X-Men Origins: Wolverine: Review By Raphael290

Please Stryker, Erase My Memory Too.
  • OVERALL
    1.5
    POOR
  • Story
  • Acting
  • Directing
  • Visuals
X-Men Origins: Wolverine could be a prime example for what is superbly wrong with Hollywood film-making. There is a director credited here, Gavin Hood, who has made good movies such as Tsotsi. Perhaps they hired him for that, or for his previous film Rendition. Or, further perhaps, they knew he could be pushed around for a good paycheck. Maybe he does love the Wolverine character and the X-Men franchise, but from a standpoint of only seeing the film as evidence, it doesn't look that way.

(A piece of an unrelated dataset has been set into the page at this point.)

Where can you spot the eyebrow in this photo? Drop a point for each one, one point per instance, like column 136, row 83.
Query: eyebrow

This looks more to be a case of film-making-by-committee, where a whole gaggle of producers and studio heads (not least of which Tom Rothman) called the shots on what would happen in this story. Which, ultimately, wasn't really necessary in context of the other movies (or at least the first two).

Wolverine, as a character, is captivating and a bad-ass in the comics. In the first two films it's Jackman's performance, and some clever ambiguity, that make him worth watching and a pivotal character, of actually not knowing a whole lot about his past (save for some exposition and the character Stryker, then played by Brian Cox). By delving into this character's back-story, who from what I've heard and been told has one of the most convoluted and complicated backstories in the history of the comic-book medium, there's a whole lot of noise and whistles but not any depth. I didn't learn or gain anything about Wolverine/Logan/Jimmy(?) in the entire running time, except that if you possibly kill the love of his life then, well, he'll get revenge. And, really, if you had claws that could retract and lived over 150 years and was basically indestructible *before* Adamantium, you'd be ticked too.

Basically, it's a story that holds very little water to start with and has to work hard to give us something, anything, to care about what will happen to an indestructible man-beast like Wolverine. Jackman is game, but what about the other actors? Liev Schieber grunts and barely acts his way through his Sabretooth, while Ryan Reynolds, who may someday give us something as a version of Deadpool, only acts like that for all of five minutes before he's yanked off only to return late in the film (as apparently a very funny and witty self-conscious comic character in print) without any dialog to speak of! Others like Will.I.Am (yes, that's how his name is spelled) don't bring much at all, while there's some other room for thankless cameos - my favorite (by that I mean the one I was equally mortified and ironically amused by) was Patrick Stewart as Professor Xavier, appearing before some lost mutants before disaster strikes, his face super-smooth and looking so CGI you'd swear Brandon Routh was neo-realist in comparison.

There's simply no invention, nothing that stands out even as a fun bad choice. You have to keep your eyelids open by force just from not being bored by the films generic tendencies, most prominent when it tries to give some sense of humor (totally dulled or with the lowest common denominator of gag, i.e. "oh, my claws broke your sink, um, ha?), but especially when delving into the action sequences. No personality, nothing to make it stand out from probably much superior video games, and whatever inanities present can't even give rise to unintentional laughter. It's hack work through and through.

And the same goes with the story itself, and its super-duper-holy-s*** contrivances. Adamantium is one thing, that's a given, even if one wonders why Wolverine would need or want it thanks to his already near indestructible nature (sorry to harp on it again, it appears vaguely important to me given Wolverine's attitude towards it and Stryker). But the Amnesia-bullets... do I need to go on?